Wo die zivilgesellschaftliche Freiheit erodiert, wachsen Armut und Ungleichheit. Kämpfe um gerechte Löhne, Arbeitsrechte, gegen Korruption und für funktionierende staatliche Dienstleistungen sind umso wirksamer, je freier die Zivilgesellschaft ist.
Das ist messbar: Wo der Civic Space „offen“ ist, liegt der Human Development Index – ein statistisches Maß für die soziale Entwicklung – im Schnitt bei 0,82. In Staaten mit „unterdrückter“ Zivilgesellschaft fällt er meist Richtung 0,5. Ebenso verhält es sich mit der Einkommensverteilung: Je mehr politische Freiheit, desto gleichmäßiger ist das Einkommen innerhalb einer Gesellschaft verteilt.
536 Meldungen über Angriffe auf die Zivilgesellschaft hat Civicus zuletzt ausgewertet.
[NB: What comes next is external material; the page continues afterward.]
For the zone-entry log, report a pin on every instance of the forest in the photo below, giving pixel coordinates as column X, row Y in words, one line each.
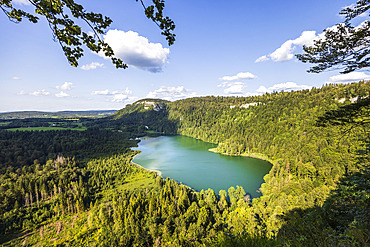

Sie sind nicht repräsentativ, zeigen aber klare Muster der Repression. Besonders verbreitet ist demnach die staatliche Zensur von Medien – einschließlich der Kontrolle des Internets und der sozialen Medien.
2021 wurden laut Reporter ohne Grenzen 44 Journalisten, deren Mitarbeiter und Blogger getötet, 489 sitzen in Haft. Donald Trumps „Kommunikationsmodell, Journalisten als ‚Staatsfeinde‘ zu betrachten, wurde durch den Aufstieg des Populismus in Europa neu belebt“, schreibt die serbische Kommunikationswissenschaftlerin Milica Kulić. Kürzlich wurde bekannt, dass die „Pegasus“ genannte Spionagesoftware des israelischen Unternehmens NSO Group an viele Staaten verkauft wurde, um Journalisten auszuforschen. Auch das BKA und der BND setzen sie ein.
Front Line Defenders berichtete jüngst, wie Aktivisten, die gegen ein Wasserkraftwerksprojekt in Chile protestieren, überwacht werden. Der Kraftwerksbetreiber beauftragte eine „Sicherheitsfirma“, Whatsapp- und Facebook-Chats zu infiltrieren. Sie rechtfertigte dies damit, dass die Aktivisten „Ökoterroristen“ seien. „Den Terrorismusbegriff missbrauchen Regierungen und Konzerne, um jene zu diffamieren, die Sozialabbau und Umweltzerstörung nicht hinnehmen wollen“, schreibt Civicus. Der Begriff „Ökoterrorist“ bringe Klimaaktivisten monatelang für Dinge in Haft, die sonst mit einem Bußgeld erledigt wären, schreibt die kanadische Klimastreikorganisatorin Aliénor Rougeot. Der Umgang mit den Pipeline-Protesten der Wet’suwet’en-Indigenen etwa sei ein „Lehrbuchbeispiel für Kriminalisierung“ nach dem Muster: Diffamierung – Kriminalisierung – Entrechtung.
Werden solche Strategien die globalen Kämpfe um Demokratie, Ökologie, soziale und Geschlechtergerechtigkeit am Ende niederschlagen? Kaum. Die historische Erfahrung zeigt, dass auch die härteste Repression Wandel immer nur herausgezögert hat. Die italienische Arbeiterbewegung der 1970er Jahre hatte dafür eine einleuchtende Erklärung: Die Handlungen des Kapitals seien nur als Reaktionen auf den Kampf der Arbeiter zu begreifen, nicht umgekehrt. Soziale Kämpfe sind demnach naturgemäß in der Offensive. Ein ermutigender Gedanke.